A senior advisor to President Barack Obama called House Speaker Brendan Sharkey on Tuesday to urge him to call a bill that would require individuals who are the subject of temporary restraining orders to give up their firearms.
Valerie Jarrett, who oversees the White House Offices of Public Engagement and Intergovernmental Affairs and who is one of Obama’s closest and most influential advisors, called Sharkey to encourage him to call the bill for a vote.
According to Sharkey, Jarrett told him the White House is watching a number of domestic violence initiatives across the country and hoping Connecticut’s legislation gives the issue some momentum.
Sharkey told Jarrett he expects the bill will be called soon. “She said that was the best news she heard all day,” Sharkey said.
But domestic violence advocates in Connecticut are still concerned.
The clock is ticking on the legislative session and advocates are worried the legislation won’t come up for a vote in time. The legislative session adjourns on May 4 and after House passage, unless Republicans agree to waive the rules, it will have to sit on the Senate calendar for three days.
The bill, which died on the calendar last year, has been a priority of Democratic Gov. Dannel P. Malloy’s administration and advocates against domestic violence. Last year, former Arizona Congresswoman Gabby Giffords urged lawmakers to pass the legislation, but it still got hung up on the calendar as time ran out.
Sharkey said that Giffords husband, Mark Kelly, also called him about the legislation, which is a priority of their organization, Americans for Responsible Solutions.
“I urge leaders in the Connecticut House to come together and pass this responsible bill that will help close a loophole that gives dangerous domestic abusers easy access to guns,” Giffords said in a statement Tuesday. “Now is the time for leaders in the House to act, to be responsible, and to help protect Connecticut families. Connecticut can continue to lead the way in keeping guns out of the wrong hands and making our communities safer places to live.”
This year there are two House bills that include language allowing firearms to be removed from certain homes based on an affidavit from a domestic violence victim.
Karen Jarmoc, CEO of the Connecticut Coalition Against Domestic Violence, said Monday that the bills are ready to go and have gone through the proper process.
“House Republicans have compromise language and the votes are there,” Jarmoc said. “There’s no reason at this point for this to be sitting on the House calendar.”
Sharkey agreed that there’s no reason they wouldn’t be running it.
“I think the votes are here to pass it,“ he said.
House Minority Leader Themis Klarides, R-Derby, said Tuesday that they are still finalizing some language and making a lot of improvements to the bill. There are a number of Republican lawmakers who have concerns about the constitutional rights of gun owners and the process the bill creates to take those firearms away without a judicial hearing.
The bill doesn’t have a fiscal note that would hold it up and has been on the calendar since April 14.
Rep.
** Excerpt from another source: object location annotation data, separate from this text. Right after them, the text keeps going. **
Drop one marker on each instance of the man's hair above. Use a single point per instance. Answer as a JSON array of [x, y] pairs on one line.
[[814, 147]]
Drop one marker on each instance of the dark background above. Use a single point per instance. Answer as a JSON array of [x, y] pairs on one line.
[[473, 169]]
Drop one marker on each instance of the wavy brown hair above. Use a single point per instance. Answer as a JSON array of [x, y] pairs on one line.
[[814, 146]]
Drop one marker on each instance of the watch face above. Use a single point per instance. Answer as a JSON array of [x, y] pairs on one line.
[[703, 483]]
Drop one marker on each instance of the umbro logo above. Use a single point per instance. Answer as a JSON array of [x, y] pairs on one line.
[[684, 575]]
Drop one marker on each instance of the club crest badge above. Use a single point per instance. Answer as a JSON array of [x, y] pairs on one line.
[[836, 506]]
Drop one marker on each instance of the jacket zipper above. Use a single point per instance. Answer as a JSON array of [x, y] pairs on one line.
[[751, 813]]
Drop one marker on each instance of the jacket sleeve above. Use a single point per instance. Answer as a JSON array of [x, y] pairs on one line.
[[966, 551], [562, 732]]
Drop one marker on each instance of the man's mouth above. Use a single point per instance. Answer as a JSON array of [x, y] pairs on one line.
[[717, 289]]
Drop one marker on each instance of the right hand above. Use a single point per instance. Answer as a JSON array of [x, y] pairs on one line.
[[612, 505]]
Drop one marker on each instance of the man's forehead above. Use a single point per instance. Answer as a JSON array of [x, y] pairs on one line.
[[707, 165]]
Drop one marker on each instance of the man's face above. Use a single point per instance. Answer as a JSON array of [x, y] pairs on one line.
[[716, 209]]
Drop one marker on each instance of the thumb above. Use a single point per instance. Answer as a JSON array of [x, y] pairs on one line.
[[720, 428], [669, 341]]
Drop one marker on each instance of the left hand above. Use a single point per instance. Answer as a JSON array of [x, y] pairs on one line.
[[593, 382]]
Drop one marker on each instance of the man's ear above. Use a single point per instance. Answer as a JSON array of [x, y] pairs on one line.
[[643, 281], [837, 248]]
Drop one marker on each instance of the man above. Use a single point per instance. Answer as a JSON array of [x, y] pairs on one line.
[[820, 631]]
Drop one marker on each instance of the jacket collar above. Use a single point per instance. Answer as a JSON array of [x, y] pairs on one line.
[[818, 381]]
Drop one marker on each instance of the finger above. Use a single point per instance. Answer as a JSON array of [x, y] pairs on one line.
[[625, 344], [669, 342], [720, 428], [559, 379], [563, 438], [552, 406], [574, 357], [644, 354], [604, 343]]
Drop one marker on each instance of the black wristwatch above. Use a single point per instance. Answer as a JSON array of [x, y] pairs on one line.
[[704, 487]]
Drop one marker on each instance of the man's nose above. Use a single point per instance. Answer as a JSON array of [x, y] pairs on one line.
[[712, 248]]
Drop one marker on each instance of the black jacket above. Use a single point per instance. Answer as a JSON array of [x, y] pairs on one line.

William Tong, D-Stamford, said the bill is in a “good place” and there’s a “rhythm to how” the House goes about its business.
Tong said there is some compromise and constructive conversations going on with Republicans.
“We’re getting there,” Tong said Tuesday. “It’s close.”
However, no one was able to say Tuesday when exactly the bill would be called for debate.
In urging Connecticut lawmakers to approve the legislation, Gifford’s organization pointed out that there is an often lethal link between domestic violence situations and an abuser’s access to firearms in Connecticut.
Between 2000 and 2011, 175 people in the state of Connecticut were killed by an intimate partner, and 38 percent of these homicides were committed with a gun. In 2010, more than 90 percent of Connecticut domestic violence homicide victims were women.
The Connecticut Citizens Defense League, a Second Amendment group, has said the legislation is about guns, and not about domestic violence.
Scott Wilson, president of the CCDL, said “they’re saying it’s not about guns, but it’s about guns.”
Wilson worries that a person could use the legislation to make a false claim against a spouse or a partner in order to gain an advantage over custody or control of property or children.
Second Amendment supporters argued that the state already has a law on the books that would protect domestic violence victims from their abuser and creating another one was unnecessary.
They said the bill would violate due process rights for gun owners.